I) A comprehensive approach to identify TF-specific operators

It has been observed consistently that orthologous protein sequences [40] are very likely to have molecular properties that are alike [41]. Similarly, synteny – conserved gene order – was found to be a strong indicator of functional equivalency [42]. Thus, genes that are orthologous and share 'gene context' can be assumed to be functionally more equivalent than orthologous genes that are not syntenous. Based on this premise we formulated a generic phylogenetic footprinting [43]/shadowing [44] approach for the identification of TF-specific operator sequences in bacteria (description in Methods). High specificity in the motif prediction was achieved by properly classifying orthologous TFs into groups that share gene context to yield putative Groups of Orthologous Functional Equivalents or GOOFEs. To develop the approach, we chose the well-described LacI-family of transcriptional regulators (PFAM PF00356), limiting the analysis to Firmicutes and focusing specifically on the model organism Lactobacillus plantarum WCFS1, which has a high number of LacI-family TFs for which we have ample experimental and transcriptome data for validation.

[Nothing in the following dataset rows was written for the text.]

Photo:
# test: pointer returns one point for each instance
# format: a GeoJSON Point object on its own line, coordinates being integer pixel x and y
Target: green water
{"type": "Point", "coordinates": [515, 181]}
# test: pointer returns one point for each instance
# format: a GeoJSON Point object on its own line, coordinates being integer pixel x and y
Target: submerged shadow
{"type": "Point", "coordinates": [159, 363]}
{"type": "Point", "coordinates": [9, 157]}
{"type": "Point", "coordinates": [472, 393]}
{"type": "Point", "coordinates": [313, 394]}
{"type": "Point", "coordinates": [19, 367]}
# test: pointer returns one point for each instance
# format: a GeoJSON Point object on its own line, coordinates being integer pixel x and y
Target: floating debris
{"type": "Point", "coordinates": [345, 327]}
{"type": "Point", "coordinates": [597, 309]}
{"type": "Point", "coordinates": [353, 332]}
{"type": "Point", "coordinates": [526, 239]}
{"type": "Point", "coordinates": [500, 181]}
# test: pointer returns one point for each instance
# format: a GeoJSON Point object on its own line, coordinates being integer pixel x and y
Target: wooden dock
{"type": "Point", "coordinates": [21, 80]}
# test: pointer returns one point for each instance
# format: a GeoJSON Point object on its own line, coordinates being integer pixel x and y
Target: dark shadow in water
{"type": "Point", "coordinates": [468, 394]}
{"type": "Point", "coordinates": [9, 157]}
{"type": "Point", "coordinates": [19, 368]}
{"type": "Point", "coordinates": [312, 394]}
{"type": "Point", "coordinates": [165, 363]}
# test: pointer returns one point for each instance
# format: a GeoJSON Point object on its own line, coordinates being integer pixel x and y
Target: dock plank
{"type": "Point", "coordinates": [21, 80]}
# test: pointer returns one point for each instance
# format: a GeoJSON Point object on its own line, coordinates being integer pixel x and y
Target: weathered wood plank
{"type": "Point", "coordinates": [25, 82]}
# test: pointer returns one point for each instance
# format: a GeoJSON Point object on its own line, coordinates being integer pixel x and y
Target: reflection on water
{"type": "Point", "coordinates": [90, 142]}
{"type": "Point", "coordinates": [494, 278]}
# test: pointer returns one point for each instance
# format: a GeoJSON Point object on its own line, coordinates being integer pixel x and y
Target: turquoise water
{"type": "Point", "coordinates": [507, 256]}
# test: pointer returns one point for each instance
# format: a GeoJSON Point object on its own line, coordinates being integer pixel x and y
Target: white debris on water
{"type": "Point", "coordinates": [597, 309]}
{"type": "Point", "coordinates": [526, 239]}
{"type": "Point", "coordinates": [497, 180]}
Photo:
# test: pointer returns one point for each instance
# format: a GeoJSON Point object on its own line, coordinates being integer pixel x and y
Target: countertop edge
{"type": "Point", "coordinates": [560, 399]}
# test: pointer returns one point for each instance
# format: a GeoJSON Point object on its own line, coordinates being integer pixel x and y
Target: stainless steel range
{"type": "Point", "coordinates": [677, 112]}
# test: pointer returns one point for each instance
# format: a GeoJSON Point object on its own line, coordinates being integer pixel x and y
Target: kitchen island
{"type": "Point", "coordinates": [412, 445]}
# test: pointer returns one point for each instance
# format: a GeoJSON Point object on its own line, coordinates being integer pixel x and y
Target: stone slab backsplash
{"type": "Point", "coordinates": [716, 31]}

Collect homologs: LacI-family TFs in the genomes of L. plantarum WCFS1 and other Firmicutes

The search for LacI-family TF specific operators was initiated by collecting the LacI-family TF protein sequences from taxonomically related genomes and grouping them using the Neighbor Joining (NJ) algorithm (for relevant data see Additional files 1, 2, 3, 4). The resulting NJ-tree indicated a clear separation between two subfamilies of LacI-family TF homologs (top of Figure 1 and see Additional file 5). One subfamily represented the vast majority of LacI-family TF homologs including CcpA, whereas the other represented only 1 to 3 homologs per species. The latter subfamily contained one well-studied TF from E. coli, the evolved beta-galactosidase repressor or EbgR [45]. Henceforth, the two LacI-family TF subfamilies will be referred to as 'CcpA-like' and 'EbgR-like'. The number of LacI-family TF homologs ranged from 2 to 17 and the homolog composition was found highly variable between different species and also variable between strains (see Figure 1 and Additional file 1) and correlated roughly with genome size. For example, although all 6 LacI-family TFs of Pediococcus pentosaceus [46] were orthologous to a LacI-family TF in L. plantarum WCFS1, only 5 out of 9 where orthologous in Lactobacillus brevis [46], another close relative. Moreover, when the LacI-family TF content of various strains of L. plantarum was analyzed – the data were derived from a strain diversity analysis [47] – it appeared that apart from ccpA none of the individual LacI-family genes was present in all other strains. In fact, the master regulator CcpA was the only LacI-family member present in all sequenced Firmicutes genomes.

Figure 1

The number of LacI-family TF homologs and the presence of Lactobacillus plantarum orthologs in different Firmicutes. The organisms are organized on basis of their phylogeny (left; inferred from phosphoglycerate kinase amino acid sequence data [98]) and the TFs on basis of the NJ-tree of the L. plantarum LacI-family TFs (top). The presence of an ortholog to the L. plantarum proteins is indicated by open (different cluster in the NJ-tree) and closed circles (same cluster in the NJ-tree). The members of the various L. plantarum GOOFEs are colored. Some orthologs have been experimentally characterized and are indicated by '+'. remark: Although the PFAM HMM that is used to identify the LacI-domain represents only a small part of the DNA-binding domain, in most instances there was complete correspondence between the number of LacI-family TFs identified by us and the number listed by PFAM [96]. However, there were a few exceptions and in these cases the number given by PFAM appeared erroneous [see Additional file 1]. In some cases the PFAM database was just incomplete (e.g. Pediococcus pentosaceus and Leuconostoc mesenteroides). In other cases sequences were counted twice as a result of double Uniprot entries (e.g. for CcpA in L. plantarum). Other proteins were missing in the PFAM database because of mistakes in the ORF definition.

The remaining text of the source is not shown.